B. Dolan is like Joaquin Phoenix with no safety net and a whole lot more back hair. Unlike Phoenix in last year's faux meta-mockumentary I'm Not Here, the Providence native doesn't shock people for no good reason. Dolan isn't coming to the Western Front this Friday with a harem of homos and heretics simply to film the crowd's reaction. That's part of the plan, but there's more to the man's method than just madness.

It all started about 10 years ago in the Bronx, where Dolan, like so many rap wanna-bes, moved after high school to find a major-label record deal. Needless to say, that never happened. Like actresses who slum in porn, the burly New Englander soon realized the limitations of his mainstream potential. Before long, he was frequenting underground open-mic nights and poetry slams, whoring out emotions among sad females and aggressive young men.

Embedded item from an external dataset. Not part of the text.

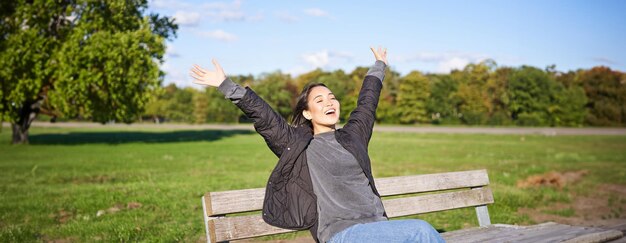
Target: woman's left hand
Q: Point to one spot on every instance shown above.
(380, 54)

"I hate the spoken-word scene more than anything else," says this veteran of HBO's Def Poetry and winner of more than a few slams. "There are a lot of parallels between slam poetry and battle rap. They can both be entertaining in some ways, but at least a battle rapper is trying to make you laugh. A slam poet has the same level of desperation as a stand-up comic, but they're trying to get you to get mad about an imaginary girl who they broke up with."

Although not the activist he is now — these days, he manages the anti-advertising website knowmore.org — young Dolan smelled blood in commercial waters. After performing at a Def Jam industry party in a trendy New York gallery and having strange cats with cameras tail him the entire time, he had his indie epiphany at 18. Within months, he dropped out of college, bought a drum machine, and began recording what would become his self-released 2002 debut, The Failure.

"Doing spoken word was the first time I ever tried to present my writing on a stage, and that's what it was good for," says Dolan, who has since evolved into more of a renaissance performer. "It taught me some basic stage tricks that I still use — like how to change my voice and talk to a crowd. But once you've picked up those chops, you need to get the hell out before you become some asshole who wins the poetry slam for the 10th year in a row."

Dolan will never be able to leave his spoken-word background behind altogether. Classics like "An Open Letter to Justin Timberlake" — on which he blasts the Disney ex-brat for "kicking reggae flows on the after-school minstrel show where parents go to pimp their little kids for dough" — are embedded online forever for the whole world to see. But he's not the sort of artist who regrets his past winners. In fact, it was that success that inspired him to become one of the most celebrated failures of all time.